Best of 2016 / Edition November 2016
Transistor scaling has brought us a lot of benefits, but also a myriad of reliability issues. To extend the scaling path as far as possible, system architects and technologists have to work together. They have to find solutions – e.g. at system level – to realize self-healing chips, chips that can detect or ‘feel’ where errors occur and that know how to deal with them or in a way ‘cure’ them. Only then will it be feasible to design systems in technologies with transistors scaled down to 5nm dimensions. Two specialists in the field explain how to make such self-healing chips: ‘system architect’ Francky Catthoor and ‘technologist’ Guido Groeseneken.
Until a few years ago, manufacturers of ICs in less-deeply scaled CMOS technology could sell electronics with a guaranteed lifetime.

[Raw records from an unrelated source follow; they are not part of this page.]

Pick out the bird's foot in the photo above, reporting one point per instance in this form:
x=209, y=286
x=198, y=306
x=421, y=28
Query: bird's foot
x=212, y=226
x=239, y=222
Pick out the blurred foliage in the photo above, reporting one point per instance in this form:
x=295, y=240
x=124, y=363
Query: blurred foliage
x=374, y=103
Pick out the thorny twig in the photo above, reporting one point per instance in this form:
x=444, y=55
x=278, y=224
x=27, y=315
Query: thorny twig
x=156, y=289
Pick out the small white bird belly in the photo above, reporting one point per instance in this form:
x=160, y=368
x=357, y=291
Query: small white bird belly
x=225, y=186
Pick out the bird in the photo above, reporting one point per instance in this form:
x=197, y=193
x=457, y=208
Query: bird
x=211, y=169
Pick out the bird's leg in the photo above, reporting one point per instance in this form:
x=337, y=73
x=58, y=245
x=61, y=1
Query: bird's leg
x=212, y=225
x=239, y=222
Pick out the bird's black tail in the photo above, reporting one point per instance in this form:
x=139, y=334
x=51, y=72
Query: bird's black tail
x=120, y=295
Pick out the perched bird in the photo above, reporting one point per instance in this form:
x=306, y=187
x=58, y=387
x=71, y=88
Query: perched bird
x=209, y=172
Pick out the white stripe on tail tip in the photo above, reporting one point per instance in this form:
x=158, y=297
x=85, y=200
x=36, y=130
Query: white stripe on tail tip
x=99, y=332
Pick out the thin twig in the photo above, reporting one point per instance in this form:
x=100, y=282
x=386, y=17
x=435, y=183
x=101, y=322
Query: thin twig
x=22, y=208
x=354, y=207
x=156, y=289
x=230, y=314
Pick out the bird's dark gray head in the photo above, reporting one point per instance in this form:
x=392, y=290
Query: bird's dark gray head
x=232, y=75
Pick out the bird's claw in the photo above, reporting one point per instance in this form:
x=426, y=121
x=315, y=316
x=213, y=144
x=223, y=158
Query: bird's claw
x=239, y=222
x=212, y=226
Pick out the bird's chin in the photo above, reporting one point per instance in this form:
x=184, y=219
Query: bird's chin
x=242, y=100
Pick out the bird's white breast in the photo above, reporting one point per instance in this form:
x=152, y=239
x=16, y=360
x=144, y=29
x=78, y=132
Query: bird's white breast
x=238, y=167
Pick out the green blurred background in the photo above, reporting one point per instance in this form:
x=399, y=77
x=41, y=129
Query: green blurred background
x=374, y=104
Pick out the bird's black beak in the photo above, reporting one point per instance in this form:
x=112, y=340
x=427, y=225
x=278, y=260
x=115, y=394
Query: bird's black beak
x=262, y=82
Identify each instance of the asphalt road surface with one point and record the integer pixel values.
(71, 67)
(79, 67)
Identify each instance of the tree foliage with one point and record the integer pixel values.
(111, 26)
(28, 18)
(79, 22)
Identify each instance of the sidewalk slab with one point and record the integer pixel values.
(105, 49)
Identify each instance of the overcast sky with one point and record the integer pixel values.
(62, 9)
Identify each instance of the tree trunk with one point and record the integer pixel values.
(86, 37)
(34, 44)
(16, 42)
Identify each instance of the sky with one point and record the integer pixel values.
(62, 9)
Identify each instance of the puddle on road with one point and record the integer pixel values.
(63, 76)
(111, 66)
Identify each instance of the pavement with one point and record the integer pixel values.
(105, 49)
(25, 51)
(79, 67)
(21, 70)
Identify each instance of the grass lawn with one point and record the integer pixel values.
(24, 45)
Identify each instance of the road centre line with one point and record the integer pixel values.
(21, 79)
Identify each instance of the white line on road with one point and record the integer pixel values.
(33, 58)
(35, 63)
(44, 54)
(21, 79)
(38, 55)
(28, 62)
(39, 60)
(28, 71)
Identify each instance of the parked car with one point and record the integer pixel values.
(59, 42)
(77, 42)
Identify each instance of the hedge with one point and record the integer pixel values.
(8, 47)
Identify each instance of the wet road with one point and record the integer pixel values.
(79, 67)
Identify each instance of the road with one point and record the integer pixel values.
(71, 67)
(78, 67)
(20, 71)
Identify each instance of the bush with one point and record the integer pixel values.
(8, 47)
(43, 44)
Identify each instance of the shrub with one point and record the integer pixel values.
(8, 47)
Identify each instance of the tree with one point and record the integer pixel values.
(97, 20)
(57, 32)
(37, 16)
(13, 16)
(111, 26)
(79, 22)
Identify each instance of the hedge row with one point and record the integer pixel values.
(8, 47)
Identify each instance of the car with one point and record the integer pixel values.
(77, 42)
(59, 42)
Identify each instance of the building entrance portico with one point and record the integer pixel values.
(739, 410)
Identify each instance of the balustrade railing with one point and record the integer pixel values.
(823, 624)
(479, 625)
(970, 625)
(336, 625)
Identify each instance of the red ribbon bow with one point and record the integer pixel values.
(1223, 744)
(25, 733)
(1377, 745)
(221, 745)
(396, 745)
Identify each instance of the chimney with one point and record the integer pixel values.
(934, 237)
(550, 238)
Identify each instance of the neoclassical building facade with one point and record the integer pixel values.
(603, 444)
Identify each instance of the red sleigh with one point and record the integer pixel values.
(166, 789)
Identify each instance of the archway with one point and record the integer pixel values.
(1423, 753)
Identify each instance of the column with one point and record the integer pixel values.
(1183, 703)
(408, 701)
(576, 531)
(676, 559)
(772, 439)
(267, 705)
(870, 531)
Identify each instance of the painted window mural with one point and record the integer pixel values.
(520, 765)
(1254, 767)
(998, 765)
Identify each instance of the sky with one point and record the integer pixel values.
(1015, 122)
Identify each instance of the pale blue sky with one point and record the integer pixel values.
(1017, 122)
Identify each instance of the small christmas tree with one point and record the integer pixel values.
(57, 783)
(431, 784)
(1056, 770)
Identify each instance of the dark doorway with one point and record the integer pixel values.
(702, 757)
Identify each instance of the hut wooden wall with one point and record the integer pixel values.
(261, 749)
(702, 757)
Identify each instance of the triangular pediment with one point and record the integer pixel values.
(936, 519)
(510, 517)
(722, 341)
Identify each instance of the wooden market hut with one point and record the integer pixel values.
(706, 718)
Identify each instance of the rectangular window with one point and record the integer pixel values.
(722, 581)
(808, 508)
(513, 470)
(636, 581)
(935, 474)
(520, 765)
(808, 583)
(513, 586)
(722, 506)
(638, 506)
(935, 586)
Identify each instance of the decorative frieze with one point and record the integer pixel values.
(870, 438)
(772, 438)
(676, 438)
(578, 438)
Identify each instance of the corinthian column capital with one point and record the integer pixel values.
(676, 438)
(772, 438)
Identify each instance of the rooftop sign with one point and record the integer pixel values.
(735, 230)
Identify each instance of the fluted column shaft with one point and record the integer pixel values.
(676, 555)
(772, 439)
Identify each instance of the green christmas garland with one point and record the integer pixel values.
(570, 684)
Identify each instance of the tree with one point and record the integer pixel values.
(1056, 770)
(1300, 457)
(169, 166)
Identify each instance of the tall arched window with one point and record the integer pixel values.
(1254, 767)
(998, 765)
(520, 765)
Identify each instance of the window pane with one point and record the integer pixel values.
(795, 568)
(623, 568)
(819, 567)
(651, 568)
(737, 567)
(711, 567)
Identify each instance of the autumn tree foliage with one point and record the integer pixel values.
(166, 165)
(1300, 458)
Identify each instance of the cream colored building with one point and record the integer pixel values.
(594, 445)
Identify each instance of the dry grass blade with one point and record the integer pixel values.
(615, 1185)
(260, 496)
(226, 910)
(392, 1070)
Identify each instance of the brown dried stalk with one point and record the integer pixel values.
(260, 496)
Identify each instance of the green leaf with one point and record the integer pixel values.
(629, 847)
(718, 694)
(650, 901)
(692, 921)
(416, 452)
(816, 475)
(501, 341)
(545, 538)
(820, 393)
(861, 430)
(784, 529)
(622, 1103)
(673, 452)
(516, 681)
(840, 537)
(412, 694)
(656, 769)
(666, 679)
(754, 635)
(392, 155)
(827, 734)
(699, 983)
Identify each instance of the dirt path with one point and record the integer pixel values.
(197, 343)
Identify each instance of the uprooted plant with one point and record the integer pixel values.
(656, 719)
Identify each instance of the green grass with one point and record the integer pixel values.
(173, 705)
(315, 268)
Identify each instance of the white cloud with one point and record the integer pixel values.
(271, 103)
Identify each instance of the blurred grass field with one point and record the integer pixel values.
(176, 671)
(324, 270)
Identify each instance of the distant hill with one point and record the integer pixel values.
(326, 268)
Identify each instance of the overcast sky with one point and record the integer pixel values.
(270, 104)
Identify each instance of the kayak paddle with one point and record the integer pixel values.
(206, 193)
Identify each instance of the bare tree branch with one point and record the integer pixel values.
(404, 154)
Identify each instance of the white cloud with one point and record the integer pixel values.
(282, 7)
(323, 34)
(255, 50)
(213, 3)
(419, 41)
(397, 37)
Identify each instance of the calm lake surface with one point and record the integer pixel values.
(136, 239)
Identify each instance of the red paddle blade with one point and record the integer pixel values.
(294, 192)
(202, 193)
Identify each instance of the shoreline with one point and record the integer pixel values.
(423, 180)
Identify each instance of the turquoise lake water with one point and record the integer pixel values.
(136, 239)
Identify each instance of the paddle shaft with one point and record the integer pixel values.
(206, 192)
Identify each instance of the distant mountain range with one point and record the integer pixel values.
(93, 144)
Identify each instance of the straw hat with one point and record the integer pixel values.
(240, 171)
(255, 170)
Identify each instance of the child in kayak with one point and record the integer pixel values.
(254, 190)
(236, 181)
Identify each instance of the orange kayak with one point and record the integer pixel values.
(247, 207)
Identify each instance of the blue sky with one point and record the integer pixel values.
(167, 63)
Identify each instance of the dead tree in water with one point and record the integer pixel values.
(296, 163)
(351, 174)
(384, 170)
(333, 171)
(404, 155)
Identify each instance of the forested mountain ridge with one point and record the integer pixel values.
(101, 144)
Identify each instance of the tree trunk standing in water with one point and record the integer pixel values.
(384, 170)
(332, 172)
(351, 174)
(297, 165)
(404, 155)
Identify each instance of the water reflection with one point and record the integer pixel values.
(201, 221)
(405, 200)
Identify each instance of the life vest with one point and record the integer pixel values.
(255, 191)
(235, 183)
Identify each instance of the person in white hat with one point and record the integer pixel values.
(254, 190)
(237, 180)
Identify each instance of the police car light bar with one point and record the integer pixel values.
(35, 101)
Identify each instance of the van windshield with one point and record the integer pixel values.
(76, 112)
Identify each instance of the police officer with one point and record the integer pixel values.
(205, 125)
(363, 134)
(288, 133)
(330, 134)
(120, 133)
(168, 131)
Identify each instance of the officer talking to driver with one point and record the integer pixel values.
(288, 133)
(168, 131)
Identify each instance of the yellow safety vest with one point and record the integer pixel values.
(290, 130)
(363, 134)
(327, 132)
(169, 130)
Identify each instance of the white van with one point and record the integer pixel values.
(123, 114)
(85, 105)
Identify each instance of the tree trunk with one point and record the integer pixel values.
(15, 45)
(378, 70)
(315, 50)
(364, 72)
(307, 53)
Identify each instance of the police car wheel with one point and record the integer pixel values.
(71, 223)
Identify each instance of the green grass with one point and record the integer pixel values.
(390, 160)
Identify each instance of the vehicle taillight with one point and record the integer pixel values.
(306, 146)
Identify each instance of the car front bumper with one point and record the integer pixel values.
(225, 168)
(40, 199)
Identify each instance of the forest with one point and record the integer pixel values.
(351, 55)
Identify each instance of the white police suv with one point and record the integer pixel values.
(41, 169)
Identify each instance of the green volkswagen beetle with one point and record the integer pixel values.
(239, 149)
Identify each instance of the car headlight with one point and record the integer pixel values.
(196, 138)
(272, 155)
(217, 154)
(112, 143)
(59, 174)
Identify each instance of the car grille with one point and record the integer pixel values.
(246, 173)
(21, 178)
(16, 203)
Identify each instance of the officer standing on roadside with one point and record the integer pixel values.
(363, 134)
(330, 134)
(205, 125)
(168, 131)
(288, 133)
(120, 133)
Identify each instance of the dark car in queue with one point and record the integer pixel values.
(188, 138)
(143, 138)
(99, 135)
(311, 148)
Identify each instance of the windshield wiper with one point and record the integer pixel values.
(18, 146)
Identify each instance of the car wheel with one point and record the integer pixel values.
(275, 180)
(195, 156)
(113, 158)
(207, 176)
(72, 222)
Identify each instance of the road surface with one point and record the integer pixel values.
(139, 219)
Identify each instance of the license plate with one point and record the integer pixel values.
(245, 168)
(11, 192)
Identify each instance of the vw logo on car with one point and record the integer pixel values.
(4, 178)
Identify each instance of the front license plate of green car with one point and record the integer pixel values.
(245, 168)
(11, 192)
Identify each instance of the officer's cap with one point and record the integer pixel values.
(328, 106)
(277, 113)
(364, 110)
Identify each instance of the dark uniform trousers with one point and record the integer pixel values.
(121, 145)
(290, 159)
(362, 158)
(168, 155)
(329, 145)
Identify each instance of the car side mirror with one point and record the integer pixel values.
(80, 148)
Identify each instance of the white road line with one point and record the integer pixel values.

The chips inside were built with devices that all had the same average characteristics and would all age in a predictable way. A so-called guard-band approach guaranteed proper functioning of the circuits and chips: extra margins were added to the average characteristics of the transistors to ensure good functioning, also in extreme scenarios. Due to scaling and related reliability issues, these margins or guard bands have risen from 10% to much higher ranges. As a result, from 14nm on, the guard-band approach will become gradually untenable for systems that require some type of guarantees. Does this mean the premature end of scaling?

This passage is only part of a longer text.